Playing in her third straight final at Roland Garros, Sharapova outlasted Halep, in her first Grand Slam final, 6-4, 6-7 (5), 6-4. Sharapova's blistering forehand kept the Romanian on the run, but Halep's mix of smooth defensive and unexpected offense was impressive.

It was nice to see that the 22-year-old wasn't paralyzed by nerves brought on by playing on tennis' biggest stage with Sharapova on the other side of the net. Halep slugged away, brought her superior power to bear, dictated rallies from the baseline and -- as she's done all tournament -- simply saved her best tennis for when it's mattered most.

On triple match point at 5-4 in the third set, Sharapova nailed a deep angled forehand, and Halep barely managed to get a racket on it. Sharapova followed the lob until it landed wide, and then fell to her knees, with her second French Open title sealed. This is her 50th match win at the French Open, more wins than she's notched at any of the other three Grand Slams. (Who would have predicted this when Sharapova won Wimbledon, her first major, a decade ago?)

Game-by-game analysis of Maria Sharapova vs. Simona Halep in the French Open final

Photo: Matthew Stockman/Getty Images

This is Maria Sharapova's second French Open title and fifth Grand Slam win.

There's something misleading and artificial about the obligatory transformation of the tennis player. Yes, Andre Agassi went from the rat-tailed punk and the Taco Bell gastronomy, to bald and wise Tennis Buddha. Earlier in his career, Novak Djokovic was known mostly for his mimicry and questionable fortitude; today he is a businesslike and dignified champion, revered for his fighting instincts. The Serena Williams of today is not the Serena Williams of, say, 1999. But of course she's not. Who among us doesn't evolve and change over the course of 10, even 15 years?

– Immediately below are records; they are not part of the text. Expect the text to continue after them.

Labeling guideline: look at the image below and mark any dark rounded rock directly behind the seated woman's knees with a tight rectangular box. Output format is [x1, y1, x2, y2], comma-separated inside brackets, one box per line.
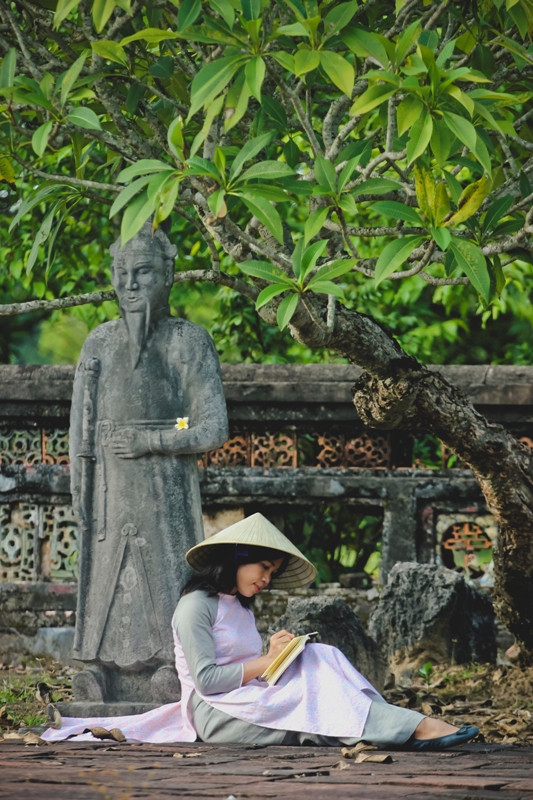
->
[275, 597, 388, 692]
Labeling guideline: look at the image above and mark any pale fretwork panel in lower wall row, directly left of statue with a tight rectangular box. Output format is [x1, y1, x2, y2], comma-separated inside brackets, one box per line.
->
[41, 506, 78, 583]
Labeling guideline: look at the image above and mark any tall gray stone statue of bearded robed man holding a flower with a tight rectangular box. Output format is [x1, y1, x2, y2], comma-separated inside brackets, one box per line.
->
[70, 222, 228, 702]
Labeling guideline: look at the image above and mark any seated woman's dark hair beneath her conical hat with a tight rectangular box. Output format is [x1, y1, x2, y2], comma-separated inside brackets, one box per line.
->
[180, 544, 290, 608]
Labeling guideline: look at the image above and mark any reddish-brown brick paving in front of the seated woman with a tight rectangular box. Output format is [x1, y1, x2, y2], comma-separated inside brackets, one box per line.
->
[0, 741, 533, 800]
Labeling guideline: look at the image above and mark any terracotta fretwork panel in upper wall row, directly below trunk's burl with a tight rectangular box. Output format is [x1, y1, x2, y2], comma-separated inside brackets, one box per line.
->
[316, 433, 390, 469]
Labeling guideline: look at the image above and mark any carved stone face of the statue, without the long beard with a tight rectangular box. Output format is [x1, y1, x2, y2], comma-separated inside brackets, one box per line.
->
[113, 250, 172, 313]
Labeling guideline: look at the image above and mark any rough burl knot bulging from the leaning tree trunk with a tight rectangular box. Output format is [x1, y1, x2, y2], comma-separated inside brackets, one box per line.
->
[352, 369, 424, 430]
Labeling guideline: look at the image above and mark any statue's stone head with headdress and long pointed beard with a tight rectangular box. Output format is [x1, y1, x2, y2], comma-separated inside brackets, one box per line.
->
[109, 220, 177, 369]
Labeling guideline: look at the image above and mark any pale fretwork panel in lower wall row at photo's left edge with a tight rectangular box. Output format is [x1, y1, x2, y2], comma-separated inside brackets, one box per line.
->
[0, 503, 40, 582]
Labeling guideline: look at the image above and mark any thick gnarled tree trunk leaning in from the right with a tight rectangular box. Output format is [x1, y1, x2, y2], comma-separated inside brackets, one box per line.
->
[282, 296, 533, 661]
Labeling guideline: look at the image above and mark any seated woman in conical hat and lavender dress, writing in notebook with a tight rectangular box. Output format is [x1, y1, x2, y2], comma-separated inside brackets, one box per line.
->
[44, 514, 478, 750]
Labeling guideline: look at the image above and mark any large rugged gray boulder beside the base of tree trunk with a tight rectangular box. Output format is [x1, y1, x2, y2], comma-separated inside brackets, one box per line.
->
[368, 562, 497, 680]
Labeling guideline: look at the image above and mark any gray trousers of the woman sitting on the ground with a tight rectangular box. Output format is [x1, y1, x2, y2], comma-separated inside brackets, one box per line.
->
[190, 692, 425, 747]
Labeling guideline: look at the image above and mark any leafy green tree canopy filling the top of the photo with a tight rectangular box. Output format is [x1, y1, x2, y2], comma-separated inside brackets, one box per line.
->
[0, 0, 533, 349]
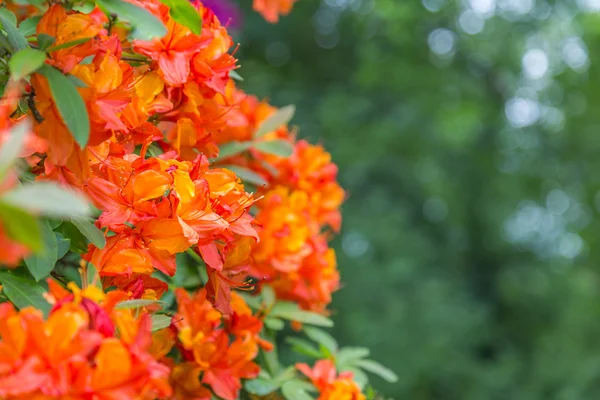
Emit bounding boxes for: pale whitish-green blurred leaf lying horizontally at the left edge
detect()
[0,182,90,218]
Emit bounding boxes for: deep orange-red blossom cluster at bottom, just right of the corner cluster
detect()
[171,289,270,400]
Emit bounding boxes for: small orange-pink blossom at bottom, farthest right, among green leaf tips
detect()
[296,360,366,400]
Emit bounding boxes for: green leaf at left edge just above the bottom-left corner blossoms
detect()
[0,271,50,315]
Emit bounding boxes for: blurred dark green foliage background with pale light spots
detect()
[236,0,600,400]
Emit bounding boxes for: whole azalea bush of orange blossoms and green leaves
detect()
[0,0,396,400]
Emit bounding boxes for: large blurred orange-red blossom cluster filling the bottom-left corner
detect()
[0,288,171,400]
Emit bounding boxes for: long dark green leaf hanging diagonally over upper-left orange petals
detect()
[39,65,90,148]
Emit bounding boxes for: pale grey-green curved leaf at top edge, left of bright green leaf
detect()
[96,0,168,40]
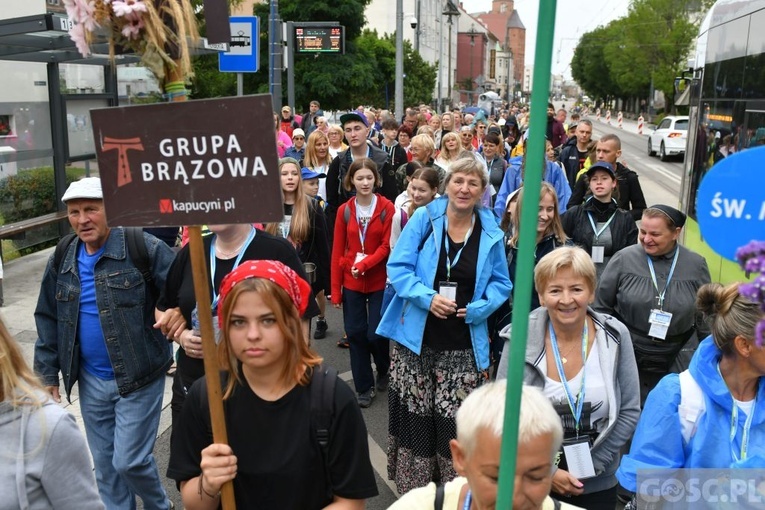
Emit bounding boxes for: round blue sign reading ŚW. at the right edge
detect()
[696,147,765,261]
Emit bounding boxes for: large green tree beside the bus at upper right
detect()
[571,0,714,109]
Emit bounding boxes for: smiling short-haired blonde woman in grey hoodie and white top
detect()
[497,246,640,508]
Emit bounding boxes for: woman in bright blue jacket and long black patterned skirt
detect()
[377,157,512,494]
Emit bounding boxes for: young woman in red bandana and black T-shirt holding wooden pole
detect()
[168,260,377,510]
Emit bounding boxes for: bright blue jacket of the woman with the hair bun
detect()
[616,336,765,492]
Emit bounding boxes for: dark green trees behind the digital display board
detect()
[192,0,437,112]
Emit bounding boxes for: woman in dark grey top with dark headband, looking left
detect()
[594,205,710,403]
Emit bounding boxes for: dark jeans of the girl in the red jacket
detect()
[343,289,390,394]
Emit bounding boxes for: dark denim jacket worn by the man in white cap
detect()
[34,228,175,400]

Still, the emergence of Maria Sharapova as -- dare we say it? -- a clay-court specialist is among the most striking mid-career conversions in tennis memory. A hard, flat ballstriker with the locomotion of, well, a locomotive, Sharapova was singularly ill-suited for clay. No spin. No kick serve. No nuance. No fleetness afoot. But she worked on it. She embraced the challenge. She won.

Today's performance reinforced the abiding Sharapova irony: Her tennis game isn't what you would call easy on the eyes. She once endorsed Canon cameras with the slogan "Make every shot a power shot," and it applies to her tennis. Sharapova simply blasts away, firing round after round, punctuating each shot with a keening RHHEEEee-AAAhhhhh screech, that -- suffice to say -- she is not asked to replicate for her corporate clients. "Maria, full of grace," she is not.

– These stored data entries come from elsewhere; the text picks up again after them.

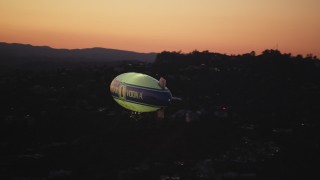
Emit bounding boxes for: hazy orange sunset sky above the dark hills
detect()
[0,0,320,57]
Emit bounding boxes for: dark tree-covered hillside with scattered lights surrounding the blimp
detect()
[0,47,320,180]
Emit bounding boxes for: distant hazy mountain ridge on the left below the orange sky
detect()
[0,42,156,62]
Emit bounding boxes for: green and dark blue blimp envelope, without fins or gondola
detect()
[110,72,172,112]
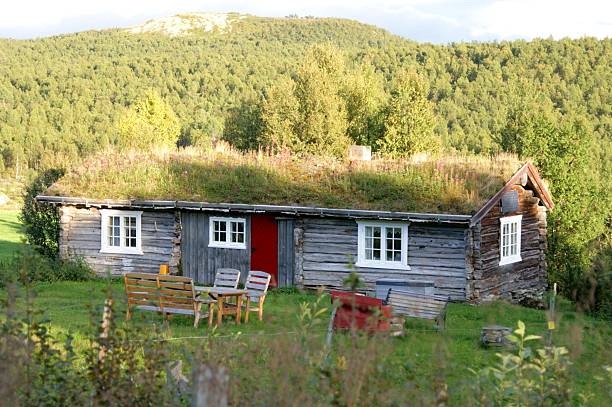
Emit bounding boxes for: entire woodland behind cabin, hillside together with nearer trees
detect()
[0,14,612,315]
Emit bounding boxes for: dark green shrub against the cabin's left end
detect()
[19,169,64,258]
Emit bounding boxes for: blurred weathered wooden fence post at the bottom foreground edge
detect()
[191,363,229,407]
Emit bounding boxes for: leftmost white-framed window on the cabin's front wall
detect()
[100,209,142,254]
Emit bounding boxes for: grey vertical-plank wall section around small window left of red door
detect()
[181,211,251,284]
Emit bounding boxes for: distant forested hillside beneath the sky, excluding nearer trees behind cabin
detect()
[0,13,612,173]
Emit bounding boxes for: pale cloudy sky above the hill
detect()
[0,0,612,43]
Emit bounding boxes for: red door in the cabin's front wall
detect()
[251,215,278,287]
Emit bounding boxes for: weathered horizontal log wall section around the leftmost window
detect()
[59,206,181,275]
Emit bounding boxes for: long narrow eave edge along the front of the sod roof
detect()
[36,195,472,225]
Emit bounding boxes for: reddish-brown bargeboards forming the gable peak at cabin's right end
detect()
[470,162,555,226]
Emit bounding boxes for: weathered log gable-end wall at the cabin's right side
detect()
[468,185,546,305]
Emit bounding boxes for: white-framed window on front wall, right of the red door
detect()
[355,221,410,270]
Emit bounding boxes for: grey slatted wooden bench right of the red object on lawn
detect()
[387,288,449,328]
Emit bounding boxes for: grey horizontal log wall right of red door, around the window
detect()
[294,218,467,300]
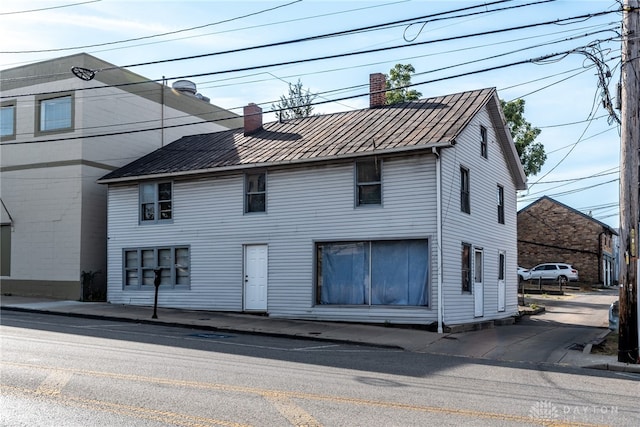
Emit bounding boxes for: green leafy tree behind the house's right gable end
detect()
[500,99,547,176]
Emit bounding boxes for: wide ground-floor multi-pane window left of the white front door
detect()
[123,247,190,290]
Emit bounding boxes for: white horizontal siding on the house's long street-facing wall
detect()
[108,155,436,323]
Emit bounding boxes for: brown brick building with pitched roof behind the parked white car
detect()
[518,196,618,286]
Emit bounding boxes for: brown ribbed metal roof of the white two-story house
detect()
[98,88,524,183]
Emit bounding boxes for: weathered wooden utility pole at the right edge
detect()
[618,0,640,363]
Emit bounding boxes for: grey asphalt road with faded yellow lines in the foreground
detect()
[0,311,640,426]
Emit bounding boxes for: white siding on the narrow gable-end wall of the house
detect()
[442,106,517,325]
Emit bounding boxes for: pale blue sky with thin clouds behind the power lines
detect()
[0,0,622,228]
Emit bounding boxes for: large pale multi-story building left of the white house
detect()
[0,54,242,299]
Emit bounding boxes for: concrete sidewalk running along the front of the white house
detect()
[0,290,640,373]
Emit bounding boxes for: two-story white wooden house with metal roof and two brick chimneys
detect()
[99,74,526,330]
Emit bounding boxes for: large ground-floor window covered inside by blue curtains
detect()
[316,240,429,306]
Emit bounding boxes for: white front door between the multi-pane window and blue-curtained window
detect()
[244,245,268,311]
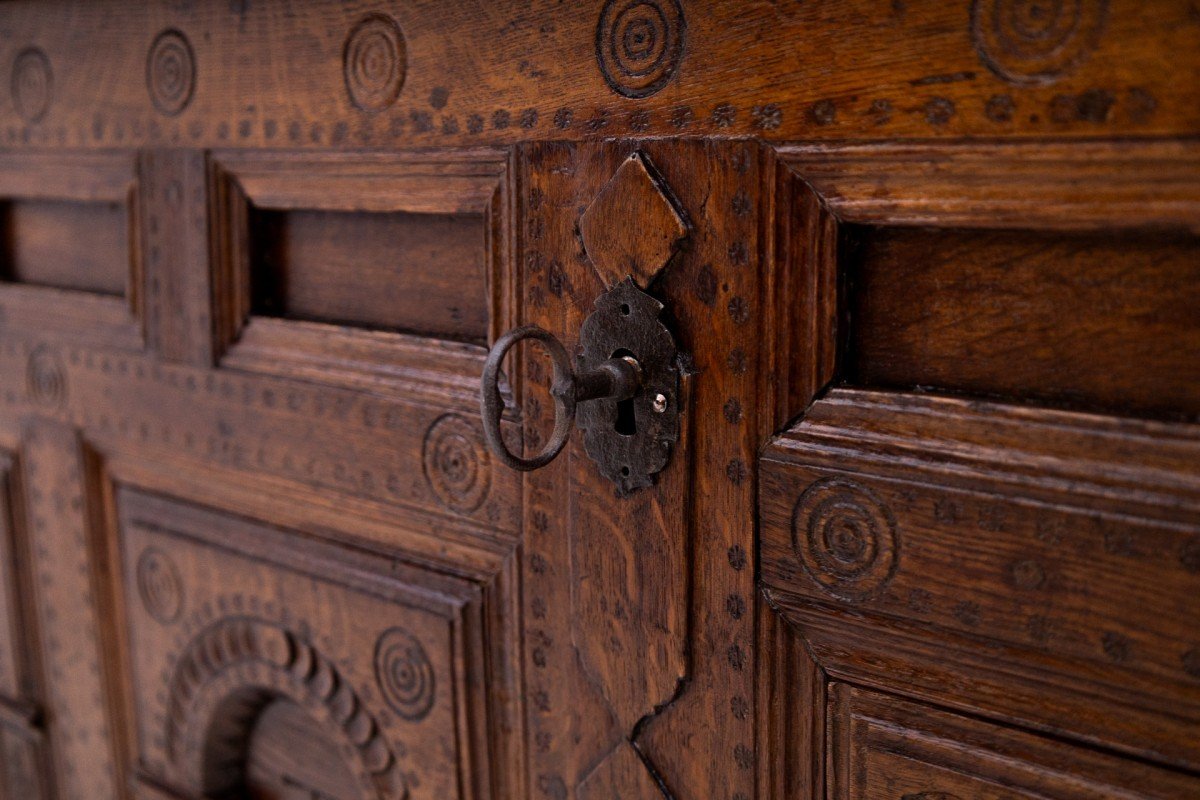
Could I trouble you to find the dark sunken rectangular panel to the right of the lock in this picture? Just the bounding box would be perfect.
[842,227,1200,416]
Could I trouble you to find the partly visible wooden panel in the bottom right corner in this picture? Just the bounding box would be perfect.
[828,684,1200,800]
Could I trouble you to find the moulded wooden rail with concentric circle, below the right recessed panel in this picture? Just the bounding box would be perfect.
[760,390,1200,769]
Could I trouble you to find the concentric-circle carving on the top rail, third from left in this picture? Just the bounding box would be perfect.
[342,14,408,112]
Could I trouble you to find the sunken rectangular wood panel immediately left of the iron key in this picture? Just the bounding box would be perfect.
[251,210,487,342]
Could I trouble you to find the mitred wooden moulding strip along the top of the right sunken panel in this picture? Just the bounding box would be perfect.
[775,138,1200,233]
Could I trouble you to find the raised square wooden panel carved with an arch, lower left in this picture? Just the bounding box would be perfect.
[118,488,487,798]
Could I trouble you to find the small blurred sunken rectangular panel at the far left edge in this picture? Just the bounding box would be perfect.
[0,200,130,295]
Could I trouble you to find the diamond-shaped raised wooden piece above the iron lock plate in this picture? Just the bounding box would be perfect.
[580,152,688,289]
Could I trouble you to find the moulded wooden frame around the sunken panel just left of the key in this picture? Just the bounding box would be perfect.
[210,149,520,385]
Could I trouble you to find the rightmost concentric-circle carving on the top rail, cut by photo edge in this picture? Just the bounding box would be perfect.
[971,0,1108,85]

What's more, hers is not a life of glamour; rather, she is tennis' answer to a gym rat. She spends her days not at international discos and cafes, but on the back practice courts from Stuttgart to Shanghai drilling and tinkering with her serve. Hardly a natural athlete, she simply laps up competition.

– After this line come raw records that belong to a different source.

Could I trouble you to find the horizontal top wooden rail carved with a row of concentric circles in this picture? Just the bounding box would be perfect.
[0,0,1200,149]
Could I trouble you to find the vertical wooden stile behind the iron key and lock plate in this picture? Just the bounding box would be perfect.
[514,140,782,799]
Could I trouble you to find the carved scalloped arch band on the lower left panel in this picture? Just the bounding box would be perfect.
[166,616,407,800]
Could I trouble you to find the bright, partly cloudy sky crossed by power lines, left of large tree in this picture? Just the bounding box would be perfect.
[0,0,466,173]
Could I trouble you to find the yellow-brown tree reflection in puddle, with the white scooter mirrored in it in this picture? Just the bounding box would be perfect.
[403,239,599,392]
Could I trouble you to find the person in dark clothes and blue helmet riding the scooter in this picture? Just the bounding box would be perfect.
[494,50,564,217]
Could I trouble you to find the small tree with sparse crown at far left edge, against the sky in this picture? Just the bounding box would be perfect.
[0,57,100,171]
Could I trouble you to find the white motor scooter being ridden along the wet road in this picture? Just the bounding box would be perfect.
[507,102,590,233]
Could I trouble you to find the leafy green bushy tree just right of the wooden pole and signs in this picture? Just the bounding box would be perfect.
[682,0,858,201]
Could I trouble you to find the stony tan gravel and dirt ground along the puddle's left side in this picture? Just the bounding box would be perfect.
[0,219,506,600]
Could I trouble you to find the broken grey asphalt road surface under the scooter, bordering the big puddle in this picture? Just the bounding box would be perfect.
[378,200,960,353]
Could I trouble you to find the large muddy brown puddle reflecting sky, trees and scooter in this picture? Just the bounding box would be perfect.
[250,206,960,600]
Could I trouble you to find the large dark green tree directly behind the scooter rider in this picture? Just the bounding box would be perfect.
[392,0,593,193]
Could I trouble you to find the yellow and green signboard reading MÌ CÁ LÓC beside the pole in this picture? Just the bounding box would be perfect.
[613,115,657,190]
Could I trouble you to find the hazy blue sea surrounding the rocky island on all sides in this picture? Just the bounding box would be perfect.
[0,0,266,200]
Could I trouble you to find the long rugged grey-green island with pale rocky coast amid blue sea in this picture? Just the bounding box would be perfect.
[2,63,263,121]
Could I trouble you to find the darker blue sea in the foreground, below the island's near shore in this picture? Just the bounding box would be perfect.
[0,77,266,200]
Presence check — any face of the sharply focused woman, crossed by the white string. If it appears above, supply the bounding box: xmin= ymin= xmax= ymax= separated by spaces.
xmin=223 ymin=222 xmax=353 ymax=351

But Sharapova's still stumped by one person -- Serena Williams. Sharapova's struggles against the world No. 1 are, of course, well-chronicled. When Serena was defenestrated from the draw in the second round -- a day after Li Na, the second seed, tumbled out -- Sharapova's draw opened like a rose and she became the odds on favorite to the title. She played like it, waxing some opponents and simply outfighting others.

This tournament also doubles as a coterie for a new slate of WTA stars. For years, the tennis establishment has quietly wondered where the game will go after Serena, Li and Sharapova -- median age north of 30 -- decide to retire. This event we found out.

Garbine Muguruza backed up her upset of Serena by reaching the quarterfinals -- where she lost to now-champion Sharapova -- with her audacious ballstriking. Eugenie Bouchard, 20, now entrenched in the top 10, has reached the semis of both 2014 Grand Slams; on clay, her worst surface, she came within a few games of beating Sharapova and reaching the finals. Then Halep showed that even though she's only 5-foot-6, she's a fleet and fluid player who deserves her No. 3 ranking. But Sharapova beat them all in succession, with guts and glory. She's 27 years old, and long as she's still a glutton for competition, she'll stick around, thanks.

And today, tennis' most unlikely clay-court champion is entitled to shriek.